Es este último punto el que supone una mayor diferencia entre los casos español y norteamericano. En principio, la designación exclusivamente presidencial de los magistrados americanos puede hacer pensar que el Tribunal Supremo tiene una mayor tendencia que el TC español a la politización. Sin embargo, hay tres elementos que aminoran este peligro:

  1. Dado que los jueces son vitalicios, ningún presidente sabe a ciencia cierta cuántos miembros del Tribunal Supremo nominará. Nixon eligió a 4, Ford a uno, Carter no pudo nominar a ninguno, Reagan tres, Bush Sr. 2, Clinton 3 y Bush Jr. dos (reemplazando a uno de Nixon y a uno de Reagan, es decir, nominados por presidentes de su mismo partido). En la actualidad, sólo tres de los nueve magistrados fueron elegidos por un presidente demócrata, lo que se corresponde a grandes rasgos con los periodos de presidencia republicana (28 años) y demócrata (12) desde 1968 y hasta 2008. En cambio, en España cualquier partido sabe cuándo tocará la próxima renovación parcial del TC y puede por tanto actuar por motivos exclusivamente electoralistas.

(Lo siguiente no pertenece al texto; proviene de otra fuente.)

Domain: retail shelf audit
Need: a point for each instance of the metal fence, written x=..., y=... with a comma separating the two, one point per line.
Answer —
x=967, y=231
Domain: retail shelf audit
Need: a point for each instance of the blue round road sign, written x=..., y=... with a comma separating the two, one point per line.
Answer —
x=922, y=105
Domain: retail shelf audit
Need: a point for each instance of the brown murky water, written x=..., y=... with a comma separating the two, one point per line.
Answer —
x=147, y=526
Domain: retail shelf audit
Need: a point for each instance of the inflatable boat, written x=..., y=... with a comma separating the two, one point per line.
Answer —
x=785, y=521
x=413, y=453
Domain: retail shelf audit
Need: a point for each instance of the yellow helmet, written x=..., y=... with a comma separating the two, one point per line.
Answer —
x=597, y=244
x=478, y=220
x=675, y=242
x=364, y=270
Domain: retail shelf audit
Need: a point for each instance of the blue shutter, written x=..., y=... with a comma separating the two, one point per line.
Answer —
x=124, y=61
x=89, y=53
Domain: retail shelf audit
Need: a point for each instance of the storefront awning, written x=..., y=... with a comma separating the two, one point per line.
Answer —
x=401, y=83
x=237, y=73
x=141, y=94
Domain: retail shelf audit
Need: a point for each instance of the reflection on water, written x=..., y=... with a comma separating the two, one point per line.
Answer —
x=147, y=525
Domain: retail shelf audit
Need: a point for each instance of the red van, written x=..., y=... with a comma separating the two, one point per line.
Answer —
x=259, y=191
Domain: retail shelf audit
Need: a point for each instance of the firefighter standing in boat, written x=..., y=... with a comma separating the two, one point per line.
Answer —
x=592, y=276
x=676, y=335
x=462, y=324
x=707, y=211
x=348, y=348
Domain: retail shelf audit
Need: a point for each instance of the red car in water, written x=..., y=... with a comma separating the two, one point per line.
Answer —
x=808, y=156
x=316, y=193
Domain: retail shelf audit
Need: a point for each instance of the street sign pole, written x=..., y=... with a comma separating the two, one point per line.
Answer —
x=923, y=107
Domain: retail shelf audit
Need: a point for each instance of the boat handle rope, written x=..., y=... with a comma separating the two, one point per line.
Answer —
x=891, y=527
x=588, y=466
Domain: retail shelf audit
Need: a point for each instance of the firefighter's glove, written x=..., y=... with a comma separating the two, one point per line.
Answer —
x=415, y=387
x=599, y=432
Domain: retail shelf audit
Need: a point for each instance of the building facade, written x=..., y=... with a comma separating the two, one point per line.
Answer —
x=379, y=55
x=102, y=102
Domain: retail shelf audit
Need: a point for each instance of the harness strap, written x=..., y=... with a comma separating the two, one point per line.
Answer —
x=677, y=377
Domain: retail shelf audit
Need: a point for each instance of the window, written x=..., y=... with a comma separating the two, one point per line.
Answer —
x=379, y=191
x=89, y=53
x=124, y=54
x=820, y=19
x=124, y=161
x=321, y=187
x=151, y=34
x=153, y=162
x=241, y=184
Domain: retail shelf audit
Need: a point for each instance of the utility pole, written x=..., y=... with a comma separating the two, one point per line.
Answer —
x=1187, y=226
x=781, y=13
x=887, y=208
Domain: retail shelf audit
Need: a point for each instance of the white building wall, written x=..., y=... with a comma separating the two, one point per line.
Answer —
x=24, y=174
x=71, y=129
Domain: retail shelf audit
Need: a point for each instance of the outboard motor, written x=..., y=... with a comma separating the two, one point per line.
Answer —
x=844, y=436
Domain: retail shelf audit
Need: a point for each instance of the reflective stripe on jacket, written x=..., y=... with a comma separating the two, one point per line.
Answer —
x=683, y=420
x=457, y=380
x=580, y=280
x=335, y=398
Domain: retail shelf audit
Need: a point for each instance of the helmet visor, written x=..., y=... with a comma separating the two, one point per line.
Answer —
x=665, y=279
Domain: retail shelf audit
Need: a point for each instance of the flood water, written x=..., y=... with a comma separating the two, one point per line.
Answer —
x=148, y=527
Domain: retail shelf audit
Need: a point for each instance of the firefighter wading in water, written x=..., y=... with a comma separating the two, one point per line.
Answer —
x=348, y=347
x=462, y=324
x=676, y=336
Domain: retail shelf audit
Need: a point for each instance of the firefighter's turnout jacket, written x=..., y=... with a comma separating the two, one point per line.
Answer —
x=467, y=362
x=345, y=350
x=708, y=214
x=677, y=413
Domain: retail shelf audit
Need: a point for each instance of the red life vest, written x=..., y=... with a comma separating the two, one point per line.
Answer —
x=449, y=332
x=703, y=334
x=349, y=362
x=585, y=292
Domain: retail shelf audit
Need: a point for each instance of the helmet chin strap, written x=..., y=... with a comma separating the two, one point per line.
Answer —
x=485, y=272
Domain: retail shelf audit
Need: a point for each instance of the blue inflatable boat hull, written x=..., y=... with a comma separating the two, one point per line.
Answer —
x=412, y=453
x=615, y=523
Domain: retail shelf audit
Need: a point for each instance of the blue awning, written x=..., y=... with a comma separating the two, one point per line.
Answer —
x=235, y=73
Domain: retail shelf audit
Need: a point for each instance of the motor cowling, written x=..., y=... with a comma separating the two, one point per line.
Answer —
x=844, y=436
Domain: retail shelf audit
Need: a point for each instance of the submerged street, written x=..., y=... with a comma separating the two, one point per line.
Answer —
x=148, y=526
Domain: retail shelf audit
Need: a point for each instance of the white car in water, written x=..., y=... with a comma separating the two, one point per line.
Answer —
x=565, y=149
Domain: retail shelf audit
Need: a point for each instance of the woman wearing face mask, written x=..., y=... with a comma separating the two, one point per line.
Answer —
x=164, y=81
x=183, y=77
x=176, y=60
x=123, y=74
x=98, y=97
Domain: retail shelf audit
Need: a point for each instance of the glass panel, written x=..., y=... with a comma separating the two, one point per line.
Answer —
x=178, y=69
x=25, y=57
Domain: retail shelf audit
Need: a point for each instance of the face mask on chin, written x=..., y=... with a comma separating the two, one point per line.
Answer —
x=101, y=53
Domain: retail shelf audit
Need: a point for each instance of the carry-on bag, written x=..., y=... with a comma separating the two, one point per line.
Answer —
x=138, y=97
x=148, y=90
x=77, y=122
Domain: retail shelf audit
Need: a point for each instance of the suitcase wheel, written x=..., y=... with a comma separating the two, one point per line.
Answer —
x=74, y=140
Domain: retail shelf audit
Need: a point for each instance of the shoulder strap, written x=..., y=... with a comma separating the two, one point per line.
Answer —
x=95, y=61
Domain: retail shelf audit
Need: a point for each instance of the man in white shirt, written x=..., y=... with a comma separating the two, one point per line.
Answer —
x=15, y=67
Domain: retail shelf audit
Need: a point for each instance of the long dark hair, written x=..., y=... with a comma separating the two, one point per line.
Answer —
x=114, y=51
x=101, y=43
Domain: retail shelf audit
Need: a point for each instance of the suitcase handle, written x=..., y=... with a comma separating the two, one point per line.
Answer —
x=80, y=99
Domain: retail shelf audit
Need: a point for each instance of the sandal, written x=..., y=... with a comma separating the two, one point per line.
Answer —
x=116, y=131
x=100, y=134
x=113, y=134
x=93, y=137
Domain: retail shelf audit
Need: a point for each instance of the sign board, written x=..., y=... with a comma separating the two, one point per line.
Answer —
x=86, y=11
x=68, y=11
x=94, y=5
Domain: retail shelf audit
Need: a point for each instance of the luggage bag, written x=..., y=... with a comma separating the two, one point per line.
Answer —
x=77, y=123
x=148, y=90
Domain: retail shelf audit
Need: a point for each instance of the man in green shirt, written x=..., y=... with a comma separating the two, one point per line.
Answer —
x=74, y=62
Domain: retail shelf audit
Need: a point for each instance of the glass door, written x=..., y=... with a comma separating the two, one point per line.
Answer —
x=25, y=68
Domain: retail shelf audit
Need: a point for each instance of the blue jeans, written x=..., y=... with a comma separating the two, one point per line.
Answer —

  2. Esta diferencia de 2/1 en los Estados Unidos no se refleja de forma automática en la orientación de los miembros del Tribunal Supremo debido a que las nominaciones presidenciales tienen que ser aprobadas por el Senado, cuya mayoría no suele coincidir con el partido del presidente. Así, Nixon, Ford y Bush Sr. (12 años en total) tuvieron siempre mayoría demócrata en el Senado, Reagan tuvo mayoría republicana en la Cámara Alta durante seis años, y el actual presidente finalizará su mandato habiendo disfrutado de mayoría de su partido en el Senado sólo durante cuatro de sus ocho años en el cargo. Esto y la posibilidad de bloqueo por parte de 41 senadores obliga al presidente a ser cauto a la hora de nominar candidatos cuyas posiciones difieran de forma radical de las mantenidas por la mayoría de los senadores. También debe tener cuidado a la hora de proponer magistrados sin la debida capacitación. En cambio, durante los mandatos de Felipe González el TC tuvo casi siempre super mayoría socialista, mientras que el PP nunca ha contado con más de seis magistrados teóricamente favorables a sus posiciones, ni siquiera durante sus ocho años al frente del Gobierno.

    Sólo una combinación de muertes o retiradas súbitas y una super mayoría senatorial sostenida y coincidente con el presidente podría ocasionar un cambio radical en la orientación del Tribunal Supremo, algo que no sería bien visto por los electores, que suelen castigar los intentos de concentración de poder. En España, un Gobierno puede modificar la orientación del TC de forma rápida si durante su mandato tiene la suerte de nombrar a los dos magistrados que le corresponden. Esta potestad provoca que la oposición bloquee el proceso de elección de magistrados en el legislativo e incluso de miembros del CGPJ para contrarrestar los ases en la manga de que dispone el Gobierno. La oposición no posee ningún incentivo para cooperar, pues nada asegura que cuando alcance el poder el partido que apoya al Gobierno actual se comporte de forma positiva.

  3. Como los miembros del Tribunal Supremo se renuevan de uno en uno, no cabe en el sistema americano la negociación de listas de magistrados (uno de los tuyos y uno de los míos) atendiendo a razones puramente partidistas. Además, el comportamiento de los senadores a la hora de aprobar o rechazar las nominaciones presidenciales suele jugar un papel muy importante en sus campañas electorales de reelección.

El sistema norteamericano, basado en la desconfianza, el contrapeso y la moderación, y la cultura política predominante entre los ciudadanos de aquel país, que aborrece la oposición desleal y premia el consenso y el respeto mutuo entre los poderes del Estado, hace que situaciones como la que vivimos en la actualidad en España, con bloqueos constantes, cambios legislativos oportunistas y cortoplacistas, y uso torcido de la recusación sea poco más o menos que impensable para un americano. Para colmo, el actual sistema parlamentario, que convierte la separación de poderes en una mera separación de funciones, la tendencia de la izquierda española a considerar al Poder Judicial y al TC meros apéndices de la mayoría parlamentaria, y la indefinición crónica de la derecha a la hora de plantear reformas constitucionales no auguran nada bueno. ¿Quién le pondrá el cascabel al gato?